The Korea Times reports that mobile internet is the hottest issue among early adopters in Korea. The three most popular handsets these days according to online community Cetizen are all touch-screen phones specializing in Web browsing: Samsung’s Haptic, Pantech & Curitel’s CanU and LG’s Touch Web Phone.
These models, all capable of full web-browsing, are selling at impressive rates. Samsung says that it has sold around 30,000 Haptic phones in 15 days since its launch on March 25, which is about the double the daily sales of other new models. And its $800 price tag hasn’t been discouraging customers either. LG and Curitel’s Web-surfing handsets are each selling at rates of more than 1,000 a day.
The Samsung phone has haptic technology, which is being integrated into more phones both in the US and Asia. The new Moto Razr has haptics, which create a vibrating sensation on a screen. Samsung is also integrating new gesture technology with an embedded motion sensor. Though we agree with Engadget that such motion controls could make you look like a crazy person.

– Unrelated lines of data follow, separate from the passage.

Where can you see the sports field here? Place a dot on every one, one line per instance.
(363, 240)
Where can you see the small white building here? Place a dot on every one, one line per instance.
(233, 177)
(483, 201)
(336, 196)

SK Telecom’s Haptic system is more expensive in Korea, many users feel that it is faster than Web Touch in displaying Web pages. Korean Web sites are usually crowded with traffic-heavy graphics and animation that make mobile Internet painfully slow, but the system circumvents the problem by showing a snapshot of the Web page to the user, instead of showing the original, data-heavy page. Watch a video of it in action:
Apparently, three telecom operators were reluctant to sell such full-browsing handsets because they wanted to tie their users to their own pay-per-view portal sites. But this year, they have changed their policies to allow their users full access. Improvement in network systems also sped up the connection speed of mobile Web.
Another reason that these full-browsing phones are fast gaining popularity in Korea is e-mail. in Korea, foreign smartphones such as Blackberries are almost non-existent due to strict government regulations on software and hardware configuration.